After adding an extra 20km of strike within the Noni Formation, the company says it is now weighing up its business case for the potential first-ever manganese exports from the Southeast Asian country formerly known as East Timor.
High-grade grab samples from Noni include a 28.1 per cent hit recorded 7km north of Estrella’s main Lalena prospect. Lalena also threw up further samples of 53.1 per cent and 46.1 per cent where previously-reported results have been as high as 60.8 per cent.
On the back of its recent results, the company is pushing hard with its preparations for the high-grade samples to be trialled for market appraisal, while applications to start trenching and drilling at the site have been submitted to allow further testing.
In a bid to speed up the analysis of its samples, management has recently taken delivery of laboratory equipment in Dili, allowing it to immediately process some 70 samples to improve the accuracy of initial on-site readings. The additional pulverised samples sent back to Australia will be analysed by geochemistry expert ALS in Perth.
Our teams are working hard to define the limits of the extensive high-grade manganese occurrences located within our granted Timor-Leste concessions. We are working quickly to determine whether we may have an early opportunity to commence the first-ever manganese exports from Timor-Leste to take advantage of recent supply disruptions.
Estrella Resources managing director Chris Daws
Daws said the company planned to provide bulk 30-tonne samples to potential end-users for metallurgical testing. He said management was also confident a short period of fieldwork had defined several priority drill targets.
The strike extension news comes after Estrella’s recent discovery, just 5km west of Noni, of a 30 to 40-tonne manganese stockpile at a known historic World War II site it has dubbed Japanese Port. Grab samples from the location have yielded assays of 57.1 per cent and 58.1 per cent.
The exact source of the stockpiled material is still unknown, but the company’s working theory is that the local river may be cutting away at manganese somewhere below the present-day surface – possibly in layers of mobilised laterite enriched in manganese that have been dissolved from somewhere upslope and redeposited.
Estrella says weathering, lateralisation and erosion has moved manganese oxides from where they formed near the top of the soil profile, to thickened layers within local creeks where the manganese cobbles get concentrated over time. The company is now in the process of acquiring permission from the government to use the stockpile for market appraisal samples to potential customers.
The urgency with which the company is now working should not come as a surprise considering the recent surge in manganese prices. The price for 37 per cent-grade manganese increased recently by 35 per cent to $US6.29 (AU$9.44) per dry metric tonne units and although it has pulled back 10 per cent since, it shows little sign of normalising any time soon.
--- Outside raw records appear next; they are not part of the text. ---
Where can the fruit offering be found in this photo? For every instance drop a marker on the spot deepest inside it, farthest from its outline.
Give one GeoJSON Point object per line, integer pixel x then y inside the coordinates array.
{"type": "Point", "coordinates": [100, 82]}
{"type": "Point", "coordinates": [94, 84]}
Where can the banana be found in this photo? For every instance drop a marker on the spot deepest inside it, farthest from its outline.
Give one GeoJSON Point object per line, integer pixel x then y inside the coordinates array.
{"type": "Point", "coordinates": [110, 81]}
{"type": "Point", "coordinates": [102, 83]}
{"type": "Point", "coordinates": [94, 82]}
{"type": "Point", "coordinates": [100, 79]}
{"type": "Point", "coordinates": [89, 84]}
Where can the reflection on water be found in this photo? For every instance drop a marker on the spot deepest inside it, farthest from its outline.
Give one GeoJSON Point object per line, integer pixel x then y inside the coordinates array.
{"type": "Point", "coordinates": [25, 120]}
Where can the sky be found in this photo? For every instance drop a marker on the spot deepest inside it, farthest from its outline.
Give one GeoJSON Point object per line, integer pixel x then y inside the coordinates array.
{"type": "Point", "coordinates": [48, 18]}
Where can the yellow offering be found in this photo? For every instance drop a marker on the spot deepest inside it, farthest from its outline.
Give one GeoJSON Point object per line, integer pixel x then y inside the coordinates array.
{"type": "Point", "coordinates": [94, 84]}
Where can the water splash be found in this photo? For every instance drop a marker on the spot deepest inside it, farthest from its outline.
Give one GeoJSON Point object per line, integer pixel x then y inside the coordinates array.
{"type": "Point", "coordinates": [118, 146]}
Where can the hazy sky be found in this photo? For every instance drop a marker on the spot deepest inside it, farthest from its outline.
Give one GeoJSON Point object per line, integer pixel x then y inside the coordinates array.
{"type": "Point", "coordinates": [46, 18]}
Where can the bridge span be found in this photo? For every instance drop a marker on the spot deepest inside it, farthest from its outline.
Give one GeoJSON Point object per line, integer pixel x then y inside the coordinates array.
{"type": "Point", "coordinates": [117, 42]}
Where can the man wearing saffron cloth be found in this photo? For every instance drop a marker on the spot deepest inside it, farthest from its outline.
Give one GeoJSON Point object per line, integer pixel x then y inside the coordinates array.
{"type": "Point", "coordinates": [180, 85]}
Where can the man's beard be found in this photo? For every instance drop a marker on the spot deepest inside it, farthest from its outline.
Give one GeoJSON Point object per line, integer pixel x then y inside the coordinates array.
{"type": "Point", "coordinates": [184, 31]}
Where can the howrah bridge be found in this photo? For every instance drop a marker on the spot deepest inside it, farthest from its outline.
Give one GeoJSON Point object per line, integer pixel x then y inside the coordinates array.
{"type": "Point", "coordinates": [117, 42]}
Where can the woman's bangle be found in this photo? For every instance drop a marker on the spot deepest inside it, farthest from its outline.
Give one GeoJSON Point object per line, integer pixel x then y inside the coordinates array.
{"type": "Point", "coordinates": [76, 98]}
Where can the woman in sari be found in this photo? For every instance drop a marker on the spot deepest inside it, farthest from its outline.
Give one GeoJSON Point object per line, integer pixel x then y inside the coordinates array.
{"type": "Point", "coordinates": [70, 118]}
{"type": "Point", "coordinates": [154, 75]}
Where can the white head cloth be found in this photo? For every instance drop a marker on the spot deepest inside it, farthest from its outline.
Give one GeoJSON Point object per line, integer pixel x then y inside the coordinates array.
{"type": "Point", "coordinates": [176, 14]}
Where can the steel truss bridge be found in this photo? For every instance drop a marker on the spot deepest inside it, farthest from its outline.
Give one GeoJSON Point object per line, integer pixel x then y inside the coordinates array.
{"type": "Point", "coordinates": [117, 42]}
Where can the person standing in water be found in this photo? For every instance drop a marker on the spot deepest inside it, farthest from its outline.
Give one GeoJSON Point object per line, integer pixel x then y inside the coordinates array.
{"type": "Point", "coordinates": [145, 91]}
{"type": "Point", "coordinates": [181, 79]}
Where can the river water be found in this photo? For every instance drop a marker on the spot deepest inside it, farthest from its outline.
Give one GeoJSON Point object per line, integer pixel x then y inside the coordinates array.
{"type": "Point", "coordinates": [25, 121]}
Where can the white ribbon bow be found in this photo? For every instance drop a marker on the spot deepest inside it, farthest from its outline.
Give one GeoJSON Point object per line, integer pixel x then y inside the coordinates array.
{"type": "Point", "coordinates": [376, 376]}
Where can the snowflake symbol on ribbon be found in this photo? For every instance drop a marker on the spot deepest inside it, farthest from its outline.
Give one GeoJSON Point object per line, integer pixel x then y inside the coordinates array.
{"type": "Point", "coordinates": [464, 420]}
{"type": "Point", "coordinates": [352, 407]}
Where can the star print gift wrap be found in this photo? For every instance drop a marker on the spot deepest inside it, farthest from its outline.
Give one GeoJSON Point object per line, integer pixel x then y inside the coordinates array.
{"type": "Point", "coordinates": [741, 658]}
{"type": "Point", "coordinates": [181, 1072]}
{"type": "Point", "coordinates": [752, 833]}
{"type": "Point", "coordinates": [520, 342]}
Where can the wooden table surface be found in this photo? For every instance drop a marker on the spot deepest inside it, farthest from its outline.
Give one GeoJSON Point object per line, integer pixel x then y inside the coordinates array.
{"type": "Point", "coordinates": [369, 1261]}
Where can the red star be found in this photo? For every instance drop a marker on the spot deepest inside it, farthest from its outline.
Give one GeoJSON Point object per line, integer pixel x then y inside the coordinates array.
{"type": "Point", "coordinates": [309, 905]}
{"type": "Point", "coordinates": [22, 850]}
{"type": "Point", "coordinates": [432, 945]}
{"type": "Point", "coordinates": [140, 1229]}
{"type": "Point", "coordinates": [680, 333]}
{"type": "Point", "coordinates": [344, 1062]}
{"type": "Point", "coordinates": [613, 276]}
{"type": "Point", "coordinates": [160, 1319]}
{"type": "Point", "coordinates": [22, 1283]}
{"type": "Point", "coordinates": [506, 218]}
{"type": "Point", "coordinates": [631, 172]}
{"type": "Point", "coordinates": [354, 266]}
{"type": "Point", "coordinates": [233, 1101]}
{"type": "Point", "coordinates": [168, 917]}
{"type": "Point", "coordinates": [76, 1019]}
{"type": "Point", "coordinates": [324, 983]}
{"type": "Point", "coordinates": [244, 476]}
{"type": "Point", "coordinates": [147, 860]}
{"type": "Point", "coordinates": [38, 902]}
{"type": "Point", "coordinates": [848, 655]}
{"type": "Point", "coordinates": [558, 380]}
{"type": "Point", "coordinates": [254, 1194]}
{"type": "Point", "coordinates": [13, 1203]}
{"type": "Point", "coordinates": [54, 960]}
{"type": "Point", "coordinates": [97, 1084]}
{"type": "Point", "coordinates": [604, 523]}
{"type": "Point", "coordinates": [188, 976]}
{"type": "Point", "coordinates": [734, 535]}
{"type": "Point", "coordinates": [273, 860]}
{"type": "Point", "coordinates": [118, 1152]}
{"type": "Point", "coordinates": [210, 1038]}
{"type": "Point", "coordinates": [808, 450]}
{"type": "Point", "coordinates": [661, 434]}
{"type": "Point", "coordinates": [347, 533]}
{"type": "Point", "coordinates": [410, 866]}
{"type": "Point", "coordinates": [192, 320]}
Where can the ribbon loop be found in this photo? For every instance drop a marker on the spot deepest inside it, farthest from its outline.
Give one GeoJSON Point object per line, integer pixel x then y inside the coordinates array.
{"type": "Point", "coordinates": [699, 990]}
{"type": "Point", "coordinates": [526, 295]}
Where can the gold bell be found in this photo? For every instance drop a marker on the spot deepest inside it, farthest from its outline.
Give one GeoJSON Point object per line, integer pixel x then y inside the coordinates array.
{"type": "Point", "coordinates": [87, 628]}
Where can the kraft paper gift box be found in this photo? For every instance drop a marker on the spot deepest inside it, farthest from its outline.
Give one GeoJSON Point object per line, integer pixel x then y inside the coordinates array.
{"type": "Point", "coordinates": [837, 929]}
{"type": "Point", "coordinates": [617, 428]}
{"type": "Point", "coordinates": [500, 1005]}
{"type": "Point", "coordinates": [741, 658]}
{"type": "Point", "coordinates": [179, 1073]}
The prices have spiked higher after a decision by South32 earlier this year to rule out any production from its Groote Island manganese operations in northern Australia because of substantial damage inflicted by Cyclone Megan in March. The setback has accentuated an already tight supply situation as South African miners sought to cut back export volumes at the end of last year.
With manganese on the rise and the likelihood of further discoveries at its Timor-Leste ground, Estrella could well be feeling as if it is in the right place at just the right time.